共同会見で顔を見合わせるトランプ大統領とマクロン大統領=AP

 【パリ賀有勇】フランスのマクロン大統領は13日、米国のトランプ大統領とパリのエリゼ宮(大統領府)で会談し、テロ根絶に向けて協調することを確認し、両国の同盟関係をアピールした。トランプ氏が離脱を表明した地球温暖化対策の国際枠組み「パリ協定」を巡る溝は埋まらなかった。

 トランプ氏は、会談に先立ちナポレオン1世のひつぎがある廃兵院でマクロン氏に出迎えられた。両首脳は互いの背中に手を回し、笑顔で会話するなど友好的な雰囲気で会談に臨んだ。

 会談では、テロ根絶に向けて引き続き取り組んでいくことや、内戦や過激派組織「イスラム国」(IS)の掃討作戦が続くシリアやイラクについて、紛争解決後の政情安定化に向けたロードマップ(行程表)を策定することなどで合意した。

 一方、ドイツで今月開かれた主要20カ国・地域首脳会議(G20サミット)では、地球温暖化対策を巡り米国の孤立が鮮明化。マクロン氏は会談前から、トランプ氏の「説得」に意欲をみせてきた。

 だが、会談後の記者会見でマクロン氏は、温暖化対策を巡り「話し合いを続けることが重要だ」と述べ、依然として意見の不一致があることを認めた。

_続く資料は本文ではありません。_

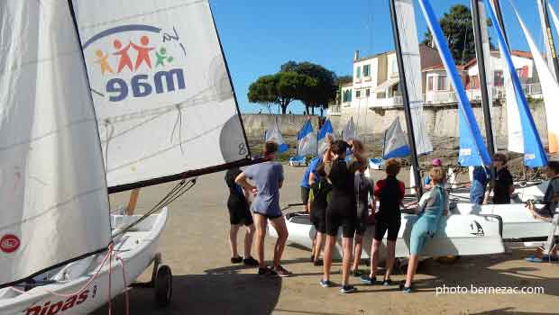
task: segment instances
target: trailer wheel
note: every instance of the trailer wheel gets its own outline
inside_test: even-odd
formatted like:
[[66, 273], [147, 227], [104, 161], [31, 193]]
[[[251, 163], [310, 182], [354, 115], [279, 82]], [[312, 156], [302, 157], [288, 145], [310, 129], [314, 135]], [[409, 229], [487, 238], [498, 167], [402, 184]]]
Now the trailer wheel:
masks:
[[173, 294], [173, 274], [167, 265], [160, 266], [155, 275], [155, 303], [165, 307]]

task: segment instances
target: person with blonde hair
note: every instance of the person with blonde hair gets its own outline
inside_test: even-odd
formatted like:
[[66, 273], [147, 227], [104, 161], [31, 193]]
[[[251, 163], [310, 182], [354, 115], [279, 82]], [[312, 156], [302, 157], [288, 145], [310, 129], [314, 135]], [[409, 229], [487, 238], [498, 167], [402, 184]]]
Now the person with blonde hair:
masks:
[[445, 172], [442, 167], [434, 167], [429, 176], [433, 183], [433, 190], [421, 197], [417, 206], [417, 210], [421, 212], [411, 230], [408, 274], [405, 284], [400, 285], [405, 292], [410, 292], [412, 290], [411, 283], [417, 271], [419, 256], [425, 243], [438, 230], [441, 217], [448, 214], [448, 194], [444, 190]]
[[386, 273], [383, 285], [390, 285], [390, 274], [394, 266], [396, 255], [396, 239], [401, 225], [400, 206], [406, 194], [404, 183], [396, 176], [402, 168], [399, 159], [390, 158], [385, 162], [386, 179], [380, 180], [374, 188], [374, 196], [379, 199], [379, 212], [375, 213], [375, 230], [371, 247], [371, 274], [361, 277], [362, 284], [374, 284], [376, 282], [377, 266], [379, 265], [379, 249], [384, 234], [388, 238], [388, 253], [386, 258]]

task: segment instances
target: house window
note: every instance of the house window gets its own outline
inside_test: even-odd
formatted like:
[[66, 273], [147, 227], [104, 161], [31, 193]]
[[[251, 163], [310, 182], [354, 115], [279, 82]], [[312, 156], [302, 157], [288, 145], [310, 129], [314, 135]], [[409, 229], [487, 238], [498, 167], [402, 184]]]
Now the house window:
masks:
[[495, 71], [493, 76], [493, 86], [503, 86], [505, 85], [505, 77], [503, 76], [503, 72], [501, 70]]
[[439, 91], [448, 90], [448, 86], [446, 86], [446, 76], [439, 76], [436, 83]]
[[363, 66], [363, 76], [371, 76], [371, 65]]
[[342, 96], [343, 103], [352, 102], [352, 89], [344, 91], [344, 95]]

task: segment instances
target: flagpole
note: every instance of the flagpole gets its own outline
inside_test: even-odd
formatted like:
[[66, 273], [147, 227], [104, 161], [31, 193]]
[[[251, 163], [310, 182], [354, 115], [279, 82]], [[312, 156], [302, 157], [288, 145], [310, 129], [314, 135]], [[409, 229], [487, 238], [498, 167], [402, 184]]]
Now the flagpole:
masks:
[[[392, 20], [392, 34], [394, 35], [394, 44], [396, 46], [396, 58], [398, 61], [398, 71], [399, 73], [400, 84], [399, 88], [402, 92], [402, 100], [404, 104], [404, 113], [406, 115], [406, 126], [408, 128], [408, 141], [411, 148], [411, 164], [414, 167], [414, 179], [417, 193], [417, 199], [423, 195], [423, 185], [421, 184], [421, 172], [419, 170], [419, 160], [417, 158], [417, 149], [416, 146], [416, 137], [414, 135], [414, 126], [411, 119], [411, 108], [409, 107], [409, 94], [408, 86], [406, 85], [406, 70], [404, 66], [404, 58], [402, 55], [402, 45], [399, 40], [399, 29], [398, 26], [398, 18], [396, 15], [396, 1], [390, 0], [390, 17]], [[386, 135], [385, 135], [386, 138]], [[385, 140], [386, 141], [386, 140]], [[383, 154], [384, 155], [384, 154]]]

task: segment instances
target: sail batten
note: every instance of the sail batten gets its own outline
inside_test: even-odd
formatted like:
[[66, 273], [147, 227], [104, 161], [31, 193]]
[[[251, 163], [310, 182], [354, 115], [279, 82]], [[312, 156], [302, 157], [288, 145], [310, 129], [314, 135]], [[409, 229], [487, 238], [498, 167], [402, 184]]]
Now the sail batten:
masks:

 トランプ氏はパリ協定について「よく話し合ったうえで何かが起これば素晴らしい。何も起こらないならそれでいい。様子をみてみよう」と述べ、今後も話し合いには応じていく姿勢をみせた。

 両首脳はフランス革命記念日の14日、パリ中心部のシャンゼリゼ通りの軍事パレードに参加する。パレードには、第一次世界大戦の連合国側への米国参戦から100年を記念し、米軍兵士も行進する。